The catalogue’s platform-mismatch logic now reads “is there ANY classifier version (phase-1 or phase-2) that confidently says this cover’s platform disagrees with the listing’s claimed platform?” The CNN abstaining isn’t silence to fill with stale phase-1 data — but phase-1 confidently asserting something is real signal when the CNN is unsure.
11. The auto-classify timer has to early-exit hard
There’s a systemd timer that re-runs the classifier every 5 minutes against the catalogue, so any freshly-imported cover (from a feed sync, a Chrome-extension price ingest, or an admin upload) gets a label within minutes. Importing PyTorch + loading MobileNet + the trained head takes ~5 seconds and ~150 MB of RAM. Most ticks have zero pending covers.

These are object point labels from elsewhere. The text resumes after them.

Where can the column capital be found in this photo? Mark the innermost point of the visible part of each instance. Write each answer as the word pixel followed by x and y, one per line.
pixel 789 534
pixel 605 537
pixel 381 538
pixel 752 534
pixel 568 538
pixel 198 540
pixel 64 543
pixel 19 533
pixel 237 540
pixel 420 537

The fix is an early-exit before any of that work: open SQLite, count editions that don’t have a row at the active classifier version, and if the count is zero, sys.exit() immediately. Idle ticks now cost ~100 ms and don’t fight Gunicorn for memory.
Related: the timer unit uses OnCalendar=*:0/5 (cron-style, fires on absolute time) rather than OnUnitActiveSec= (fires at fixed intervals from the last successful run). The latter style silently misses its window on long-uptime hosts where the service has been restarted recently.

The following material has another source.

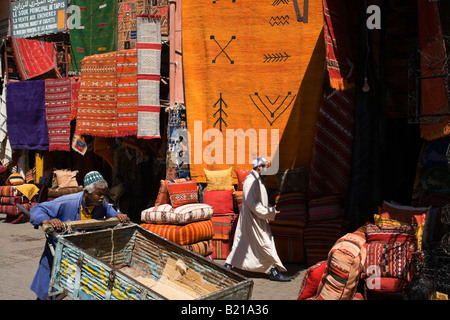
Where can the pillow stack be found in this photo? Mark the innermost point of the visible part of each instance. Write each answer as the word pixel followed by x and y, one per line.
pixel 180 218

12. Training on a small VM means fighting yourself for CPU
A retrain that doesn’t throttle locks up the web server for several minutes. The civilised launch is:
nohup systemd-run --user --scope -p CPUQuota=90% \
env OMP_NUM_THREADS=1 MKL_NUM_THREADS=1 \
taskset -c 0 nice -n 19 ionice -c 3 \
./venv/bin/python -u scripts/train_cover_cnn.py \
> /tmp/train.log 2>&1 &
The OMP_NUM_THREADS=1 / MKL_NUM_THREADS=1 pair is what stopped a “but I set CPUQuota=90%” bug — PyTorch’s BLAS will helpfully spin up one worker per core and saturate the CPU within the quota, choking Gunicorn anyway. Capping the thread pool at one means the quota actually does what it says. taskset -c 0 glues everything to a single core; nice 19 + ionice -c 3 make sure interactive traffic always pre-empts.
Where it stands
Five iterations in (phase2-v1 → v5), the catalogue-wide distribution looks like this:
About two thirds of the catalogue is clean and almost all of the rest is 3d_render. Everything else — the tail this whole post is really about — is a few percent each, and those are exactly the editions where the cover-picker would otherwise surface something embarrassing.

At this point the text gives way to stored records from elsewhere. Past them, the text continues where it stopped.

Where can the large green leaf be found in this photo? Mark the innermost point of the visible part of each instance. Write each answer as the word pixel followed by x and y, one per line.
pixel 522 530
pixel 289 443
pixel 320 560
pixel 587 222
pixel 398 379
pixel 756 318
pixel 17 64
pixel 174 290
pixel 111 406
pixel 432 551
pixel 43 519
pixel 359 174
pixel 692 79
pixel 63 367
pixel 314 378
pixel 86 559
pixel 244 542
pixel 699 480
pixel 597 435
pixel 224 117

The detailed phase2-v5 breakdown of the non-clean editions (clean rows are skipped on retrain since the model rarely flips them):
| Verdict | Count | Share of non-clean |
|---|---|---|
3d_render |
6,904 | 68 % |
unknown |
922 | 9 % |
bad_background |
771 | 8 % |
deluxe_bundle |
546 | 5 % |
multi_platform |
399 | 4 % |
ciab |
366 | 4 % |
low_resolution |
354 | 3 % |
wrong_console |
318 | 3 % |
placeholder |
313 | 3 % |
gkc |
263 | 3 % |
margins |
9 | <1 % |
wrong_game |
6 | <1 % |
Validation accuracy
The five blue bars at the top are classes with adequate label volume — clean, gkc, 3d_render, multi_platform, wrong_game. The seven grey bars below all have fewer than 50 training examples; they’re blocked on data, not on the model. The right thirty-minute investment for moving those numbers up isn’t another architectural sweep — it’s another labelling session against the active-learning queue.
What’s next
A small training-data hygiene pass: a lint that catches when a manual label contradicts an existing CNN verdict, surfaces it for review, and reconciles before the next retrain. Together with the steady drip of labels from the active-learning queue, that’s what’ll move the rare-class accuracies.
Until then: a model small enough to retrain over a coffee, a labelling UI that knows what to ask me, and a ranking that quietly does its job in the background.